Causal AI Recommendation System for Digital Mental Health: Bayesian Decision-Theoretic Analysis
Digital mental health tools promise to enhance the reach and quality of care. Current tools often recommend content to individuals, typically using generic knowledge-based systems or predictive artificial intelligence (AI). However, predictive AI is problematic for interventional recommendations as cause-effect relationships can be confounded in observed data. Therefore, causal AI is required to compare future outcomes under different interventions. We aimed to develop a causal AI recommendation system that uses an individual's current presentation, their preferences, and the learned dynamics between domains to rank interventions. We frame the recommendation problem within a Bayesian decision-theoretic framework, whereby a preference ordering of decisions is estimated using the expected utility of outcomes under interventions. The causal processes are assumed to follow a structural causal model, where the posterior distribution of structural causal models is estimated using a Markov chain Monte Carlo method. Expected utilities under interventions are estimated using a do-operation, which estimates the effects of changing a variable on outcomes, while accounting for confounders.
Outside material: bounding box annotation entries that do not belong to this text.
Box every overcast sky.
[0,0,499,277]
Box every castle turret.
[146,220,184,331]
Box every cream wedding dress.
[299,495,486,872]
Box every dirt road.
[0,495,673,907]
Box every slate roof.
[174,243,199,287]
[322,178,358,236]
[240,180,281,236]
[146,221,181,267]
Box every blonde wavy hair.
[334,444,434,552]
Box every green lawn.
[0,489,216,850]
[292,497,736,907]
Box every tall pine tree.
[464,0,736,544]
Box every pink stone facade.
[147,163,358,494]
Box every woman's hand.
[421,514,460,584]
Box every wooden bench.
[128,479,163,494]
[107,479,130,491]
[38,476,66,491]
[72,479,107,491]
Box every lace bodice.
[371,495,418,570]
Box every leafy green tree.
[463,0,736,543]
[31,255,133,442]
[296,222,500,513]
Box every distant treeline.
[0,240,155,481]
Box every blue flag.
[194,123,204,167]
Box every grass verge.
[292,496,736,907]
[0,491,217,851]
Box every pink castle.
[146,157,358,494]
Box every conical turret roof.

We apply our approach to rank domains relating to mental health and well-being as intervention targets for adults (n=619) who used the Innowell Fitness app between September 2021 to September 2023 and completed a questionnaire at 2 time points (1 wk-6 mo from baseline). The causal AI recommendation system recommends intervention targets as a function of a user's baseline presentation, the causal effects of the intervention on itself and other domains, and the utility function. In our example, psychological distress was typically the optimal intervention target in complex cases where multiple domains were unhealthy at baseline, due to it affecting multiple domains with paths to personal functioning (probability [p] of path; ppath=86%), social support (ppath=92%), sleep (ppath=88%), and physical activity (ppath=86%). The probability of being the optimal intervention target was personal functioning (popt=30%), psychological distress (popt=29%), social support (popt=18%), nutrition (popt=9.6%), substance use (popt=6.7%), sleep (popt=4.5%), and physical activity (popt=2.2%). This work illustrates the use of causality and decision-theoretic principles to personalize interventions in digital mental health tools.